How to make a closure typed 'extern "C" fn'

Question

This is short example about this question.

#[fixed_stack_segment]
fn test(func: extern "C" fn() -> ~str) -> ~str {
    func()
}
extern "C" fn func1() -> ~str {
    ~"hello"
}

fn main() {
    let func2 = || -> ~str { ~"world" };
    println(test(func1));
    println(test(func2));
}

Then, rustc stops with error.

st.rs:13:17: 13:22 error: mismatched types: expected `extern "C" fn() -> ~str` but found `&fn<no-bounds>() -> ~str` (expected extern fn but found fn)
st.rs:13     println(test(func2));

I cannot find a way to make the lambda be an extern fn.

What should I do?

Answer 1

The closure syntax is always either &fn or ~fn, and to make an extern "ABI" fn (for any value of ABI, including Rust), one needs to use a full function declaration.

#[fixed_stack_segment]
fn test(func: extern "C" fn() -> ~str) -> ~str {
    func()
}
extern "C" fn func1() -> ~str {
    ~"hello"
}

fn main() {
    extern "C" fn func2() -> ~str { ~"world" } 

    println(test(func1));
    println(test(func2));
}

There is some talk of allowing lambdas to create non-closures too, with the ABI inferred like anything else in a type signature, but this isn't implemented yet.

---

However, as Vladimir Matveev says, there is a fundamental difference between closures and normal functions, which means that one will never be able to use all the features of closures when passed as an extern fn.
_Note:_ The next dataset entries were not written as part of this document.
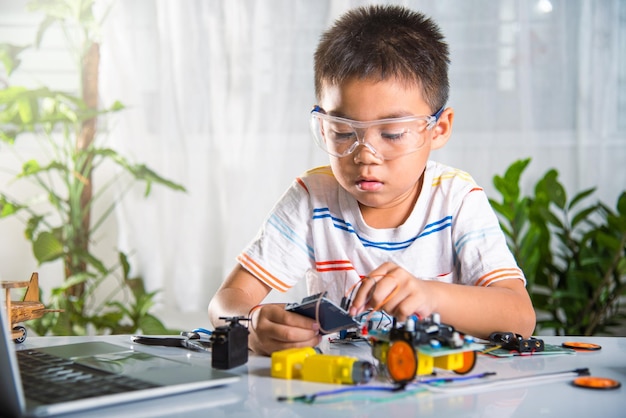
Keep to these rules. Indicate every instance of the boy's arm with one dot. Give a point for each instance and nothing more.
(474, 310)
(479, 311)
(239, 293)
(271, 327)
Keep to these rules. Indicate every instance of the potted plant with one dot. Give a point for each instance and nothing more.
(70, 127)
(573, 253)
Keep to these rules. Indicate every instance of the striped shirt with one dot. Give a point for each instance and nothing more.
(316, 233)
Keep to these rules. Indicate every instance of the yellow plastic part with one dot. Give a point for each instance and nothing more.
(288, 364)
(425, 364)
(328, 369)
(450, 361)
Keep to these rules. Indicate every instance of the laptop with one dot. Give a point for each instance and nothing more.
(121, 375)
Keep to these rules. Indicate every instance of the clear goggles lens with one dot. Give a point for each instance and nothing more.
(386, 138)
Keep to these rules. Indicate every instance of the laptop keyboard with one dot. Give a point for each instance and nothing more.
(50, 379)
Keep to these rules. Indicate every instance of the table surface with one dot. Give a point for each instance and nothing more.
(255, 394)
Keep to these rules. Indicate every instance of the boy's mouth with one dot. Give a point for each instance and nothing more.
(369, 185)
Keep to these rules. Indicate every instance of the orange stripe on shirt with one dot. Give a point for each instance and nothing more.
(301, 183)
(334, 265)
(495, 275)
(262, 274)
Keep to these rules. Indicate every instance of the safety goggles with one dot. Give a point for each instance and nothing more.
(386, 138)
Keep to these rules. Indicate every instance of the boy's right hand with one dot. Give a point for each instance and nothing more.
(272, 328)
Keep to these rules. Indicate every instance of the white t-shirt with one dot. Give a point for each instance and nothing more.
(316, 232)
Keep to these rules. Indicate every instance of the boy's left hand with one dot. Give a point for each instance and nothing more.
(394, 290)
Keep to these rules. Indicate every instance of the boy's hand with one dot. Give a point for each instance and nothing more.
(273, 328)
(394, 290)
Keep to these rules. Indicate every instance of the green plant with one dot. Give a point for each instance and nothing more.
(573, 254)
(64, 124)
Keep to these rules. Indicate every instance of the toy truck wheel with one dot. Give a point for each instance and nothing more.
(469, 361)
(401, 361)
(22, 330)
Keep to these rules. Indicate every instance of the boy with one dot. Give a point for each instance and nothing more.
(412, 236)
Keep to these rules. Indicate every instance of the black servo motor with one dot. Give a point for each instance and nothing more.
(230, 344)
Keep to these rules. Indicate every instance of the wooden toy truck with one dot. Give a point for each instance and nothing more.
(28, 308)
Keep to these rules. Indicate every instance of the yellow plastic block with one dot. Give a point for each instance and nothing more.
(328, 369)
(287, 364)
(450, 361)
(425, 364)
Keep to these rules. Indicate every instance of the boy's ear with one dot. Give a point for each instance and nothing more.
(443, 129)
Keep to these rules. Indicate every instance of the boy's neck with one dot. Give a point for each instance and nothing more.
(393, 216)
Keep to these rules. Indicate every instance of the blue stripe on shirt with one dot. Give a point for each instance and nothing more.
(286, 231)
(444, 223)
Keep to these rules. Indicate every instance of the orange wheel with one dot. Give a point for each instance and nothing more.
(469, 361)
(401, 361)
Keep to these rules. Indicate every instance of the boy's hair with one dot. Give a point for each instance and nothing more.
(383, 42)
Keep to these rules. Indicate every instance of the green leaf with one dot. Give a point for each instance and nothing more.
(47, 247)
(8, 208)
(9, 56)
(151, 325)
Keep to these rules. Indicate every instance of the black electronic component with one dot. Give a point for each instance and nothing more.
(331, 317)
(511, 341)
(230, 344)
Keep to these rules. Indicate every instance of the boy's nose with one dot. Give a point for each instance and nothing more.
(366, 154)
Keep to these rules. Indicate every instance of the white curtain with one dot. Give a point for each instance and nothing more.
(218, 95)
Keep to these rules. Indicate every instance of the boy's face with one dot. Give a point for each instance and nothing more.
(376, 183)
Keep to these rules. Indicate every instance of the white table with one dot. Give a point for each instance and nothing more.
(255, 395)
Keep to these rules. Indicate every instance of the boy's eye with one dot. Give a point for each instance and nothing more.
(342, 133)
(394, 134)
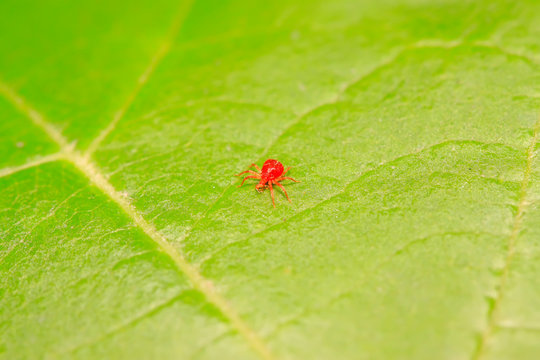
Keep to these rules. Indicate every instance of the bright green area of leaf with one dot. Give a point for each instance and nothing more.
(413, 126)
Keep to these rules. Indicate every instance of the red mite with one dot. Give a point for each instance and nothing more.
(271, 173)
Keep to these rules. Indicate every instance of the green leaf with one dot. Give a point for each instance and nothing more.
(413, 126)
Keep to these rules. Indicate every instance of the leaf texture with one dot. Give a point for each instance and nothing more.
(413, 126)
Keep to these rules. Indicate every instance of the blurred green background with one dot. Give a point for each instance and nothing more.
(413, 126)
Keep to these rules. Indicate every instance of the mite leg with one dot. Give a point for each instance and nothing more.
(249, 177)
(272, 192)
(286, 178)
(247, 171)
(282, 188)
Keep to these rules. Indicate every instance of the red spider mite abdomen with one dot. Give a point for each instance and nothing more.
(271, 174)
(272, 169)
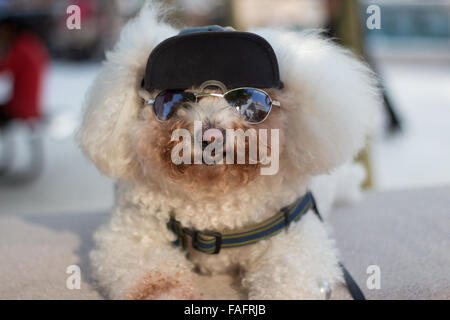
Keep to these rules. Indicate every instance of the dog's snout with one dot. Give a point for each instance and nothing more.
(211, 133)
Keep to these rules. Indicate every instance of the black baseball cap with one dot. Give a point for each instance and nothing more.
(195, 55)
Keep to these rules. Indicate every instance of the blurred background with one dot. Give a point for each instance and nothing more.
(42, 171)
The difference is closures can capture (references to) variables, i.e.

let n = 1;
let f = || { n + 1 }; 

This means a closure is effectively represented by

struct AndFn { // &fn
    env: &Environment,
    func: extern "Rust" fn()
}

struct TwiddleFn { // ~fn
    env: ~Environment,
    func: extern "Rust" fn()
}

where Environment is a struct that contains all the capture variables for that closure (it differs for each &fn, since each one captures different things); the func is a function pointer to the code of the closure, which is what gets executed when the closure is called; if a closure captures any variables, the func will require the env to exist. Thus, the lambda syntax will only be able to create plain extern fns when it captures no variables.